La féminisation de la planète Polar s’accentue.  » Les gros tirages de la dernière décennie vont aux nouvelles  » tricoteuses  » de meurtres « , observe l’historien Jean Tulard (*). Parmi elles, Fred Vargas a vendu cinq millions de polars en dix ans. Cette archéologue parisienne à l’imagination débordante est un phénomène. Portrait.

Le rendez-vous est fixé dans le xive arrondissement à Paris. Forcément. Son fief. Celui où elle a grandi, celui où elle vit toujours, à deux pas de ce carrefour Edgar-Quinet, où se noue, sur fond d’épidémie de peste, l’intrigue de  » Pars vite et reviens tard « , cet étrange best-seller qui l’a révélée au grand public, en 2001. Nous sommes dans un bistrot anonyme, entre percolateur et banquettes en Skaï, face à la gare Montparnasse. Fred Vargas est là, vêtue sans façons. Jeans, col roulé bleu marine, anorak à capuche bleu ciel (un modèle bulgare des années 1970 ?), cigarette à la main : qui, au comptoir, irait imaginer que cette petite femme aux yeux marron et au sourire ironique a vendu cinq millions de polars en quelques années ? Qu’ils sont traduits dans trente-cinq pays ? Que les producteurs se les arrachent pour les porter sur grand écran ? Que la Grande-Bretagne lui a décerné, l’an dernier, le très prestigieux Duncan Lawrie International Dagger ?  » Vous allez vite comprendre que je n’ai pas la grosse tête. J’ai un ego gros comme une lentille « , attaque-t-elle d’emblée.

Pourtant, il y a un mystère Vargas. Au fil des interviews et des portraits qui lui sont consacrés, ce sont toujours les mêmes formules et le même petit folklore qui ressurgissent. En  » Vargas  » dans le texte, et par ordre d’entrée, on y croise sa  » jume  » adorée – comprendre sa s£ur jumelle, Jo, peintre -, ses  » rom-pol  » – abréviation de roman policier – expédiés en trois semaines et son combat en faveur de Cesare Battisti, écrivain et ex-activiste italien d’extrême gauche, aux côtés de  » Béache  » – soit Bernard-Henri Lévy. La réalité, fort heureusement, est plus contrastée. Timide mais incorrigiblement bavarde, faisant assaut de modestie mais théorisant à tout crin, féministe fascinée par la structure des contes de fées, intello et popu, viscéralement de gauche mais amie de François Bayrou : les strates qui composent Fred Vargas, archéologue dans le civil, sont multiples et accidentées. De là, sans doute, cette voix unique dans le polar français.
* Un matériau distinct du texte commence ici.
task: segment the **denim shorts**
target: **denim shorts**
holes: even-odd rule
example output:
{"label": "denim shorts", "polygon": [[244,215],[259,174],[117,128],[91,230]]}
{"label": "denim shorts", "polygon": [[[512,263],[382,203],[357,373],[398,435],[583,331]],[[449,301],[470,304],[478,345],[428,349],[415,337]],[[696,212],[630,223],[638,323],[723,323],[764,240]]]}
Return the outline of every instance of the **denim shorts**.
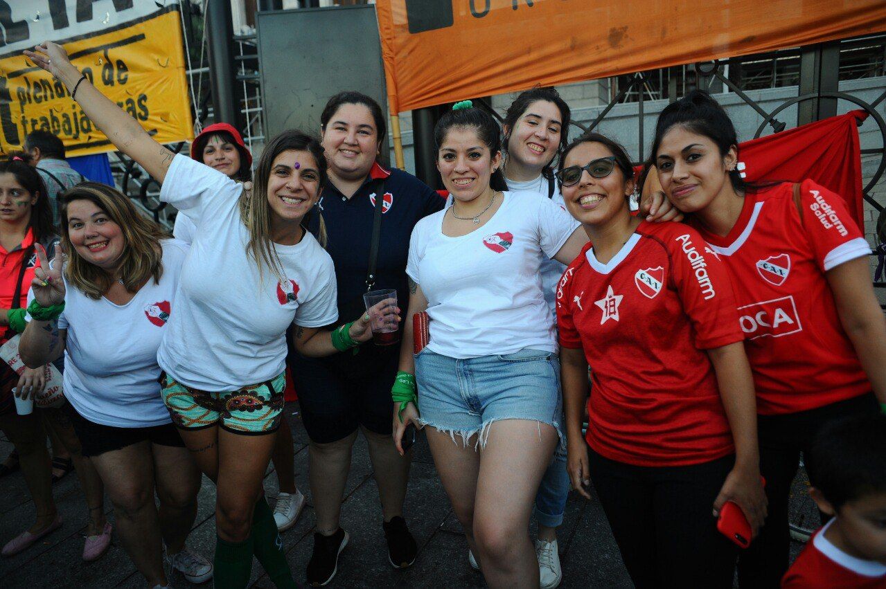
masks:
{"label": "denim shorts", "polygon": [[463,444],[478,434],[483,447],[489,425],[525,419],[553,426],[563,439],[560,418],[560,361],[545,350],[524,348],[505,355],[458,360],[427,348],[416,356],[420,422]]}

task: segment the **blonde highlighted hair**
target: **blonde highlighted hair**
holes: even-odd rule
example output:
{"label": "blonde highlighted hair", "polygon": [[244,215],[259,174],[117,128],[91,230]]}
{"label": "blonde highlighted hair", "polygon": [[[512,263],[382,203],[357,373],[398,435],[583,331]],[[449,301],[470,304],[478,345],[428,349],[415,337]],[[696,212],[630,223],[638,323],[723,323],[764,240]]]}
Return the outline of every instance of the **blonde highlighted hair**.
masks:
{"label": "blonde highlighted hair", "polygon": [[[283,264],[274,248],[274,242],[271,239],[271,208],[268,201],[268,180],[271,175],[271,167],[274,159],[287,150],[296,151],[307,151],[314,158],[317,165],[317,172],[320,174],[320,183],[317,186],[318,193],[323,191],[326,185],[326,157],[323,155],[323,148],[315,137],[299,131],[290,129],[284,131],[270,140],[261,151],[261,157],[259,158],[258,165],[255,168],[255,176],[253,182],[253,190],[249,192],[244,190],[240,196],[240,218],[243,224],[246,226],[249,232],[249,243],[246,244],[246,253],[255,260],[259,267],[259,275],[264,275],[266,269],[270,270],[278,280],[284,279]],[[319,196],[319,195],[318,195]],[[311,224],[312,217],[319,215],[319,231],[315,236],[323,247],[326,247],[326,224],[323,217],[320,213],[318,207],[312,208],[305,215],[301,224],[307,231]]]}
{"label": "blonde highlighted hair", "polygon": [[61,217],[61,242],[67,261],[65,278],[68,283],[89,298],[98,299],[116,278],[83,259],[71,244],[67,208],[75,200],[89,200],[101,209],[123,234],[123,253],[120,275],[123,286],[136,292],[153,278],[159,282],[163,275],[163,250],[159,240],[169,237],[156,222],[141,214],[122,192],[98,182],[82,182],[58,195]]}

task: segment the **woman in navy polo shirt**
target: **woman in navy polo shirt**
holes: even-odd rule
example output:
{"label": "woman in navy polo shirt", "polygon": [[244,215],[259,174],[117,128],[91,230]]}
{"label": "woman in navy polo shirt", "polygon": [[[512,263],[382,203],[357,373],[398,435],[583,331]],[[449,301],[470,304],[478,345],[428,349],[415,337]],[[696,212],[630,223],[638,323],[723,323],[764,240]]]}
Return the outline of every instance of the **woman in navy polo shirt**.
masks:
{"label": "woman in navy polo shirt", "polygon": [[[329,182],[319,206],[326,225],[326,249],[335,263],[342,317],[365,309],[362,294],[368,288],[375,206],[382,206],[383,213],[372,289],[396,289],[398,305],[405,309],[412,228],[444,204],[415,176],[377,162],[383,147],[386,149],[386,130],[381,107],[359,92],[332,97],[320,117]],[[316,225],[311,229],[319,230]],[[399,348],[365,345],[356,355],[347,352],[323,359],[294,358],[292,375],[310,438],[308,478],[317,515],[308,584],[332,578],[338,553],[347,543],[338,516],[358,428],[369,442],[378,484],[388,558],[396,568],[415,561],[416,541],[402,517],[410,456],[401,457],[391,438],[391,385]]]}

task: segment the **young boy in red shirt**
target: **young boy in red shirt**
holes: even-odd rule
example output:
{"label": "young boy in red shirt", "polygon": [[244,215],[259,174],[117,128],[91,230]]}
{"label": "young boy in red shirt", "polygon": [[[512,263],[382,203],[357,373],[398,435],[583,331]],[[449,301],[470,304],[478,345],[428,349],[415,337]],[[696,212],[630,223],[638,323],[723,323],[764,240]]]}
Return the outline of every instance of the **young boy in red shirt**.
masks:
{"label": "young boy in red shirt", "polygon": [[833,515],[781,579],[782,589],[886,587],[886,416],[834,422],[805,456],[810,494]]}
A la maison, pourtant, c’est peu de dire que l’on préférait la collection Blanche à la Série noire.  » A 13 ans, on nous faisait lire Nerval « , résume-t-elle. Chez les Audoin-Rouzeau – Vargas est un pseudonyme qu’elle empruntera au personnage d’Ava Gardner dans  » La Comtesse aux pieds nus  » – on voue un culte à la littérature.

Son clan

Le père, Philippe Audoin, est un Pic de La Mirandole qui fréquente assidûment les surréalistes. On lui doit d’ailleurs plusieurs ouvrages savants, dont un  » Breton  » (Gallimard) et un  » Huysmans  » (Veyrier).  » Il était monstrueusement cultivé, intellectuel jusqu’au bout des ongles et doté d’un sens de l’humour ravageur « , se souvient le romancier Marc Dugain, auteur d’  » Une exécution ordinaire « . Le jeune Dugain fréquente depuis toujours le clan Audoin-Rouzeau : la mère de Fred est sa marraine et il considère cette dernière comme sa  » s£ur « . Etrange destin, les deux inséparables amis d’enfance, qui vont fêter leurs 50 ans cette année, trustent aujourd’hui côte à côte les sommets des listes de best-sellers.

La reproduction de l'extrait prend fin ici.